With mounting bad loans and top-level exits, public sector banks are in the news for all the wrong reasons. But they still remain the favourites with Indian depositors.

It has been two decades since new private sector banks made their debut in the country, but public sector banks hold 78 per cent of all deposits and lend 76 per cent of all the loans. In the last two years, about ₹14 lakh crore of incremental deposits flowed into public sector banks, while private banks could collect only a third of this.

New private banks which started out in the 1990s initially captured a 10 per cent share of savings and term deposits. But they haven’t made much headway in the last five years. Around 80 per cent of the incremental deposits of ₹41 lakh crore, flowed into state-owned banks in this period. Why hasn’t the entry of new private players dented public sector banks? One reason could be their nationwide reach. Most new banks set up in the last decade or so are yet to establish a national presence. Axis Bank, the third largest private lender, has 2,321 branches. This is still lower than many small state-owned banks; Allahabad Bank and UCO Bank, for instance, have around 2,700 branches.
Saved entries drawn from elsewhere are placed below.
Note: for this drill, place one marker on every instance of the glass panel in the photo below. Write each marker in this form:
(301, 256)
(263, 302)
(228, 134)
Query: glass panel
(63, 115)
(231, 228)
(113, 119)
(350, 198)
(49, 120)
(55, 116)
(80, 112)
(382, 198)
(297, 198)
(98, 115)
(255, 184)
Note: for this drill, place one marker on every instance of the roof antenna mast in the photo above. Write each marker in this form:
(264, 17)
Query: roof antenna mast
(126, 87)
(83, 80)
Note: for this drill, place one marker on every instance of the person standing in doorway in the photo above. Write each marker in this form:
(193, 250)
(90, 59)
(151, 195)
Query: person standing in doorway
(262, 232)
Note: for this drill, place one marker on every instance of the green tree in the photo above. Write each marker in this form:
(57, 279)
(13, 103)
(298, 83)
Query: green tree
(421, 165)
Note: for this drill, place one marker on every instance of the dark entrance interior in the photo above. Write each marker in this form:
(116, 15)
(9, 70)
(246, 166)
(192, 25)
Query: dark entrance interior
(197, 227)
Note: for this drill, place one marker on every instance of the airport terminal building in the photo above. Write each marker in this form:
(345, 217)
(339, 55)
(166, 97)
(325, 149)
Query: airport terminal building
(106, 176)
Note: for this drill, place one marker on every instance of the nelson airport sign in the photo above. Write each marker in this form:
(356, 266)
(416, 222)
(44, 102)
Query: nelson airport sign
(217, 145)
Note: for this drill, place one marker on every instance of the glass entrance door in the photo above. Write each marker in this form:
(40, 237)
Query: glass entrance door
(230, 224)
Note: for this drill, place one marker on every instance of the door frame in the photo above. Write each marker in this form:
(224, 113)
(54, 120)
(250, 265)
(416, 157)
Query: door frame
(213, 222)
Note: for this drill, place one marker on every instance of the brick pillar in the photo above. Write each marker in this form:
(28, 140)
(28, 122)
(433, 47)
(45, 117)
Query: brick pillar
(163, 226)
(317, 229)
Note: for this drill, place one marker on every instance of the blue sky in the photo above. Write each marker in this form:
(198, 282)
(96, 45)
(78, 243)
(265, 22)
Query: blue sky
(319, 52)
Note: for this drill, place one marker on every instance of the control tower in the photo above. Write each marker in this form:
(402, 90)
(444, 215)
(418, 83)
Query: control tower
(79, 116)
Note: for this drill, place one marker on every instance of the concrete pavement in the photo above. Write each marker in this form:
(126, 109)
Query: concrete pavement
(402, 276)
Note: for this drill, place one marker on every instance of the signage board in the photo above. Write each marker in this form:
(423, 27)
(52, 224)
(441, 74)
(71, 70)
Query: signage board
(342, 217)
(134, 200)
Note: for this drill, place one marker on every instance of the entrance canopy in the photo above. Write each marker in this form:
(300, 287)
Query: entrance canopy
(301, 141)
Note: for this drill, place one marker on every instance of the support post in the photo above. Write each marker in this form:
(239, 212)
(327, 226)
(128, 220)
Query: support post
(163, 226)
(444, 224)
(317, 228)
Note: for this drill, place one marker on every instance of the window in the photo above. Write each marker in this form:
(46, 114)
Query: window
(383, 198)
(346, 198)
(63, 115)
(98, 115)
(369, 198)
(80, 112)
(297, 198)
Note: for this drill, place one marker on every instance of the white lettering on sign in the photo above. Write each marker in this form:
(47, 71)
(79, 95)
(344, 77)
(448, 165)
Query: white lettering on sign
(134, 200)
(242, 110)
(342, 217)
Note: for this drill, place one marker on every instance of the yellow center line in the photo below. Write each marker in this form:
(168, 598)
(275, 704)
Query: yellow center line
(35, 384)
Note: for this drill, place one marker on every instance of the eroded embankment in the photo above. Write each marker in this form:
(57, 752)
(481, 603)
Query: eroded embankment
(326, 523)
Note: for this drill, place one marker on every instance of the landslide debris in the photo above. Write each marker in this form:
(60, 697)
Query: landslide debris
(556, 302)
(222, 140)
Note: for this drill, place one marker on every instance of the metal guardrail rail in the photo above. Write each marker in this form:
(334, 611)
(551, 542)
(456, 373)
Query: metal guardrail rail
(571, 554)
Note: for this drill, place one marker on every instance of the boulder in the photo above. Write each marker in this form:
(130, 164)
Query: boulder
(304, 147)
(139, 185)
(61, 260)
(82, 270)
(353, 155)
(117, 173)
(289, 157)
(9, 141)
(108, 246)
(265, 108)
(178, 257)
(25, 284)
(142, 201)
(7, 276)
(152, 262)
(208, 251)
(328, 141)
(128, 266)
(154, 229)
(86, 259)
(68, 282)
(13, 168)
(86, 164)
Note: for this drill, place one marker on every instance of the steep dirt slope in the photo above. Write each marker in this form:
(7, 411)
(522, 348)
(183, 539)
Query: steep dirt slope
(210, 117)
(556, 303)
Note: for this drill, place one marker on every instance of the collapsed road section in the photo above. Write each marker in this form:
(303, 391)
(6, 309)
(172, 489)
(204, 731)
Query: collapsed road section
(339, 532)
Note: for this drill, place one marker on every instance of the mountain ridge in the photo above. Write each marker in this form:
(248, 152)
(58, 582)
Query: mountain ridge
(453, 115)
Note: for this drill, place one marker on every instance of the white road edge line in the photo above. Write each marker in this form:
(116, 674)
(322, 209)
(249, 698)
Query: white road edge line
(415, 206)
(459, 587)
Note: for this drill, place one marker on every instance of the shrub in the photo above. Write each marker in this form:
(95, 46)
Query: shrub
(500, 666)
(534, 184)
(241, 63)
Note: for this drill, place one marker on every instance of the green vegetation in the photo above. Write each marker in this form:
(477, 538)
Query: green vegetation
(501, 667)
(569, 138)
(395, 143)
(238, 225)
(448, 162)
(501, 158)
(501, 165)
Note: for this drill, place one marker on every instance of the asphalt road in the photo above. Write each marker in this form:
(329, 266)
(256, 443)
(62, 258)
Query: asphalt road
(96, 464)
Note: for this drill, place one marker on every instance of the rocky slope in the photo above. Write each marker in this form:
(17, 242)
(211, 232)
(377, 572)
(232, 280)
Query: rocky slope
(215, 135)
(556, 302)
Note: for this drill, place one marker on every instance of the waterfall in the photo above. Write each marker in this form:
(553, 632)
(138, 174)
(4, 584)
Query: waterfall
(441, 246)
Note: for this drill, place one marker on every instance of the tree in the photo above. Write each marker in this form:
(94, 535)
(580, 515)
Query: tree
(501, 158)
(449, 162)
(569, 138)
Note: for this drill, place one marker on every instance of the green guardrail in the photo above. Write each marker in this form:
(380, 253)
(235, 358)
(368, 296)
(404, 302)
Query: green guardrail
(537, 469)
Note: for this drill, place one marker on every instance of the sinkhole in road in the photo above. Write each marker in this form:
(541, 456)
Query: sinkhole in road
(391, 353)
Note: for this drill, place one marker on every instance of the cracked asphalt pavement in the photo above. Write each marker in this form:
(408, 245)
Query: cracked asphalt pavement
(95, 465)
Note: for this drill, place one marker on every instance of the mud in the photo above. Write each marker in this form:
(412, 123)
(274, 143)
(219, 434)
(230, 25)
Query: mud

While private players may offer swanky offices and anywhere-banking, what clients seem to value is a branch in their neighbourhood. Public banks account for 82 per cent of the total number of bank branches in the country. “Branch banking still remains a preferred mode of banking for customers in India. Public sector banks have a vast branch network and, hence, their share of business in the banking sector is still over 70 per cent,” says Ananda Bhoumik, Senior Director and Head, Financial Institutions, India Ratings & Research. Regulations require private banks to set up one-fourth of their new branches in un-banked areas. Private lenders, keen to protect their profitability, have gone slow on opening new branches.